Besuch in einem Land in Aufruhr
Seine erste Reise führt den britischen Monarchen Charles III. nach Paris. Dort wird gestreikt.
Man stelle sich vor, dass Charles III. gemeinsam mit Emmanuel Macron im offenen Wagen und flankiert von 140 berittenen Soldaten der Republikanischen Garde über die Pariser Champs-elysées defiliert und dabei von einem Buh-und- Pfeifkonzert erbitterter Gegner der soeben verabschiedeten Rentenreform begleitet wird. Oder dass der Ehrenkorso wegen Auseinandersetzungen zwischen der protestierenden Menge und den Ordnungshütern aufgehalten wird. Es ist die Befürchtung, dass es am Montag zu solchen Szenen kommen könnte, die den politischen Verantwortlichen sowie den Sicherheitsbehörden in London wie Paris den Schlaf raubt.
Noch vor der im Mai ansehenden Krönung stattet Charles III. mit Gattin Camilla Frankreich seinen ersten Staatsbesuch ab, dem unmittelbar ein zweiter in Deutschland folgen wird. Der Ehrenkorso auf den Champs-elysées steht dabei als einer der Höhepunkte ebenso auf dem Programm wie ein prunkvolles Staatsbankett im Schloss von Versailles sowie eine als volksnah ausgelobte Weinprobe in Bordeaux
und die Besichtigung der Schäden, die der Klimawandel durch Trockenheit und Bränden dem Waldbestand der südfranzösischen Region zugefügt hat.
Betont warmherzig
Eigentlich sollte dem britischen König ein betont prächtiger und warmherziger Empfang bereitet werden – auch weil Frankreich und Großbritannien nach jahrelangem Brexit-, Fischerei- und Migrationsstreitereien soeben erst eine Wiederannäherung eingeleitet haben. Doch die heftigen Proteste gegen Macrons Rentenreform
drohen den Staatsbesuch in einen Spießrutenlauf zu verwandeln. So haben die Reformgegner in den sozialen Netzwerken unter anderem angekündigt, die Zugfahrt nach Bordeaux beoder verhindern und Versailles „belagern“zu wollen.

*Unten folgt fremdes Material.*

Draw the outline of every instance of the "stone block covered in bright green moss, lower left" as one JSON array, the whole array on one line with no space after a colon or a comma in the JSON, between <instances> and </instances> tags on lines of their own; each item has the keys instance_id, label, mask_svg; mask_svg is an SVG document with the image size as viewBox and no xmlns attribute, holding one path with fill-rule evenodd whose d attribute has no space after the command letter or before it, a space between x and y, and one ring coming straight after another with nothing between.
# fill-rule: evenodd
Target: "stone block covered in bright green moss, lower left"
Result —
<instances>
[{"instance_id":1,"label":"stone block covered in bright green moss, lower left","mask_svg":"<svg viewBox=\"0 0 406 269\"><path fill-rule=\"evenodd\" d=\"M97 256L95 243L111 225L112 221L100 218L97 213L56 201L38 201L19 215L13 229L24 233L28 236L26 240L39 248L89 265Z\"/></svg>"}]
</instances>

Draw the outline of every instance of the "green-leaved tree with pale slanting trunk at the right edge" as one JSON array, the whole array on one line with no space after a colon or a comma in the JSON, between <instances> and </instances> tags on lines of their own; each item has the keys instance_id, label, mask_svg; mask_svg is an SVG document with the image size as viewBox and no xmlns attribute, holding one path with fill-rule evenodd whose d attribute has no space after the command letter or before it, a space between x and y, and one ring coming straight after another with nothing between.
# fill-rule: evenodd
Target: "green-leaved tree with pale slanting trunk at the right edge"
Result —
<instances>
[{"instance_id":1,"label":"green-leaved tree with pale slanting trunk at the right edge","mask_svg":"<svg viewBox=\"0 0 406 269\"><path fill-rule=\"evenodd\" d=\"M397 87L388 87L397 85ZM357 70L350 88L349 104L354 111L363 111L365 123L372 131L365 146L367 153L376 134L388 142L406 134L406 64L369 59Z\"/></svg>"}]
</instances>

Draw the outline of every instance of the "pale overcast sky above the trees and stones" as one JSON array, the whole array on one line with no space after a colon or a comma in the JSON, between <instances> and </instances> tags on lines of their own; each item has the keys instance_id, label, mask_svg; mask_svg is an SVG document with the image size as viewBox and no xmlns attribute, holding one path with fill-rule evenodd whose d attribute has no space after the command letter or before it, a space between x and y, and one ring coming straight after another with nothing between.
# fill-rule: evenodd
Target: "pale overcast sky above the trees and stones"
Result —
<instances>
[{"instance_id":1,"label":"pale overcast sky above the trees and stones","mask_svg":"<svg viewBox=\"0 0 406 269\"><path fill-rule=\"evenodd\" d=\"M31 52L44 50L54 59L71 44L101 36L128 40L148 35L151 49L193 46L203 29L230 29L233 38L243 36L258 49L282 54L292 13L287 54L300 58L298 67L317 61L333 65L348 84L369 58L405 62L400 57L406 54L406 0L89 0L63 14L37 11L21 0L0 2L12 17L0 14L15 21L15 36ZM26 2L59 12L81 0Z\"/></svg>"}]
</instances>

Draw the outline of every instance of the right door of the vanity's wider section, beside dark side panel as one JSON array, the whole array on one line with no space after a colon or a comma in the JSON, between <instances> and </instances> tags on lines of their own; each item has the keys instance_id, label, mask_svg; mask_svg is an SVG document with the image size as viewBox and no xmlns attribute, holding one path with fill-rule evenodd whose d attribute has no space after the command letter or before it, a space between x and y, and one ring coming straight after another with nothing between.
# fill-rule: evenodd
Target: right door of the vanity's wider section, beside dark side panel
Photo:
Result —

In Paris sieht man sich gezwungen, der aufgeheizten Stimmung Rechnung zu tragen. Dass die Sicherheitsvorkehrungen für den von Reformgegnern als „königliche Sause inmitten einer sozialen Krise“verteufelten Staatsbesuch beträchtlich erhöht werden, steht bereits fest. Aber auch
Programmänderungen sind nicht auszuschließen. Dem Vernehmen nach werden Ereignisse „überdacht“, bei denen Charles III. oder Camilla in allzu engen Kontakt mit Protestaktionen geraten könnten. Insbesondere den König dürfte das schmerzen. Charles, der die Sprache Voltaires gut beherrscht, ist ein großer Fan Frankreichs, welchem er als Thronfolger nicht weniger als 34 offizielle Besuche abgestattet hat – doch als dieser verabredet wurde, konnte niemand ahnen, dass sich der Zeitpunkt als so problematisch entpuppen würde.